Ncog-01. neurocognitive function (ncf) and quality of life (qol) results from a phase ii study of temozolomide-based chemoradiotherapy regimen for high risk low-grade gliomas

Abstract: RTOG 0424 reported a 73.5% 3-year overall survival (OS) rate. This secondary analysis describes changes in NCF and QOL after therapy. Patients with HR-LGG were treated with radiation and concurrent and adjuvant temozolomide. Standardized NCF tests were performed at baseline, 6 and 12 months (mos). Rates of NCF decline were examined using the reliable change index on Hopkins Verbal Learning Test (HVLT), Trail Making Test (TMT), and Controlled Oral Word Association. Relationships between NCF and subjective cognitive concerns (MOS-Cognitive Function [MOS-CF] scale) were evaluated with Wilcoxon Rank Sum Test. QOL was assessed using FACT-Brain. Longitudinal modeling using maximum likelihood estimation evaluated predictors of change in QOL. Cox models assessed the association of baseline NCF with OS after adjusting for age, anticonvulsants, number of high risk factors, EORTC OS risk group, and tumor crossing the midline.
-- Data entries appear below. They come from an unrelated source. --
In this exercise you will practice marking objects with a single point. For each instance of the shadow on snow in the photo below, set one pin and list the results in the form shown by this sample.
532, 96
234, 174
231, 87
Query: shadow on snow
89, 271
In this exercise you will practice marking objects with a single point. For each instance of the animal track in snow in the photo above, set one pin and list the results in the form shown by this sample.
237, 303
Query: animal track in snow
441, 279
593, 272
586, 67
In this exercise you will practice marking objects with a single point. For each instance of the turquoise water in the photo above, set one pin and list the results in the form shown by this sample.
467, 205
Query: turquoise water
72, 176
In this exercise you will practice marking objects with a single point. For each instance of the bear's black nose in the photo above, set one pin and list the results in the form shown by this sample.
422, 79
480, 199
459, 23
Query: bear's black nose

From 1/2005 to 8/2009, 129 evaluable patients were accrued, and 93 (72%) completed at least one NCF/QOL measurement with completers having better neurologic function than noncompleters (p=0.04). Compliance across measures was 55–59% and 54–57% at 6 and 12mos. Deterioration occurred in 50%/40% at 6mos/12mos, respectively, and was most frequent on HVLT (21%/20%), TMTA (29%/20%), and TMTB (22%/14%). Patients with HVLT deterioration at 12mos, compared to patients without deterioration, had significantly greater decrease in MOS-CF (p=0.01). No NCF test at baseline was independently associated with OS. FACT Emotional (p=0.02) and Functional Well-Being (p=0.004) subscales improved over time. EORTC OS high-risk group was associated with worse QOL on all subscales (p< 0.05 to 0.001) except Emotional Well-Being, tumor crossing the midline was associated with worse Emotional Well-Being (p=0.04), and unmethylated MGMT status was associated with better Physical Well-Being (p=0.05). Approximately half of patients with HR-LGG experience NCF decline in the first year after treatment with temozolomide-based concurrent chemoradiation. QOL remained stable or improved.